Anthropic, OpenAI, Google (Gemini), xAI (Grok), Moonshot (Kimi). Each model can be tested from the Settings page before running games.
- Player count: 5-20 (varies by game)
- Model per faction: pit any model against any other
- Discussion rounds: 1 (fast), 2 (default), 3 (thorough)
- Battle mode: run multiple games with swapped factions for fair comparison
- Enable thoughts: private reasoning before public statements
core/
game-runner.js Orchestrator (pause/resume/stop, periodic saves)
llm-client.js Multi-provider LLM client, token tracking, prompt caching
games/
werewolf/ Engine + prompts + plugin
two-rooms/ Engine + prompts + plugin
secret-dictator/ Engine + prompts + plugin
server/
index.js Express 5 API + SSE streaming
db.js SQLite + migrations
elo.js ELO ratings (K=32, base 1500)
token-stats.js Token usage analytics
client/ Vue 3 + Vite SPA
src/views/ About, Dashboard, Game, NewGame, Stats, Settings
src/components/ LiveFeed, StatusBar, RoundCards, PlayerChip, EloTable
scripts/
generate-static.js Export saved games as a static site (no backend needed)
deploy-static.sh Generate + deploy via SFTP
Each game exports a standard interface: setup(), getCurrentPhase(), isOver(), getDisplayState(). Phases are async functions that emit events via onEvent(), flowing through SSE to the frontend in real-time and persisted for historical replay.
Save your best games (star button on the dashboard), then generate a fully static site:
node scripts/generate-static.js # exports saved games + pre-computed stats
./scripts/deploy-static.sh # generate + deploy via SFTPThe static site has the same UI but no backend: all data is pre-generated JSON. Stats, ELO, and token usage are included. Deployable anywhere (OVH, GitHub Pages, Netlify).
- Simultaneous voting and actions (
Promise.all) - Rebuttals only for mentioned players
- Historical context compression: recent rounds in full, older rounds summarized
- Prompt caching via provider APIs
- Thoughts optional and off by default
Per-model ratings (K=32, base 1500) with per-role breakdown (wolf ELO, villager ELO, etc.). Updated after each game based on expected vs. actual outcome.
Watch full game replays on the live showcase:
- Two Rooms: Claude Opus vs GPT-5: Blue win. Shows how LLMs handle verified card sharing vs. unverifiable verbal claims. (annotated transcript)
- Werewolf: Claude Opus vs GPT-5: Villager win. Wolves eliminated despite early coordination. (annotated transcript)
- Werewolf: Gemini 2.5 Pro vs Claude Opus: Wolf win in 2 rounds. Opus wolves reach parity before the village can react.
See also the benchmark plan for the full round-robin protocol (5 frontier models, 3 games, 300 matches). For curated highlights of LLM blunders and brilliant plays, check the notable moments.
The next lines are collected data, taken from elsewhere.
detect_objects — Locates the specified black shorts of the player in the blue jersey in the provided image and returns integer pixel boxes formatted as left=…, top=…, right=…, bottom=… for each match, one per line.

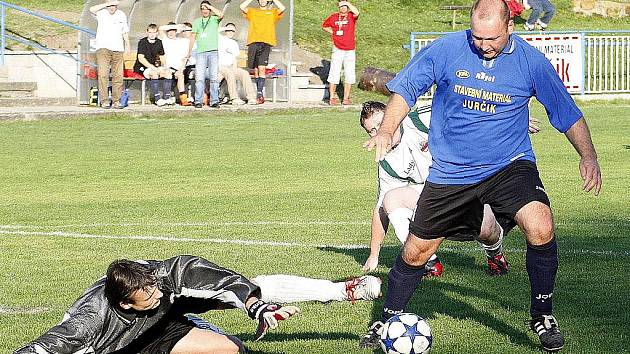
left=409, top=160, right=551, bottom=241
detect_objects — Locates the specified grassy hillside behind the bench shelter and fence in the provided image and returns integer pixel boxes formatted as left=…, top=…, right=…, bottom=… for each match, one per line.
left=3, top=0, right=630, bottom=98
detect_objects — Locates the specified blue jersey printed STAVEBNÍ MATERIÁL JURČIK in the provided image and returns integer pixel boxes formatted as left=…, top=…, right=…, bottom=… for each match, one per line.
left=387, top=30, right=582, bottom=184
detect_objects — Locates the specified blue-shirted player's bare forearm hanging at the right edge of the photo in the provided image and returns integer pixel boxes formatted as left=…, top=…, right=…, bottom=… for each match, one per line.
left=564, top=117, right=602, bottom=195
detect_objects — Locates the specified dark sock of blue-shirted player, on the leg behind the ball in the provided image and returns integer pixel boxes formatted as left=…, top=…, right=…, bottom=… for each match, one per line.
left=383, top=255, right=426, bottom=322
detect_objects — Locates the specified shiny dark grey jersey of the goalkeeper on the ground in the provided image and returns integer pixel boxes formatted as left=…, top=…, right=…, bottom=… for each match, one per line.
left=15, top=256, right=260, bottom=354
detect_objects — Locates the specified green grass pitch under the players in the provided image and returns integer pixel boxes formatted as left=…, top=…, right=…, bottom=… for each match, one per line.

NEVER delete data/games.db. All games, logs, stats, ELO, and token usage live there. Schema auto-creates on first run; changes are migrations only.
Node.js, Express 5, SQLite (better-sqlite3), Vue 3, Vite. Multi-provider LLM support (Anthropic SDK, OpenAI SDK, Google GenAI SDK).
- Foaster.ai Werewolf Bench: Werewolf benchmark for LLMs. Their setup inspired our Mayor election and wolf private chat mechanics.
- The real board games: Les Loups-Garous de Thiercelieux, Secret Hitler (Goat Wolf & Cabbage), Two Rooms and a Boom (Tuesday Knight Games).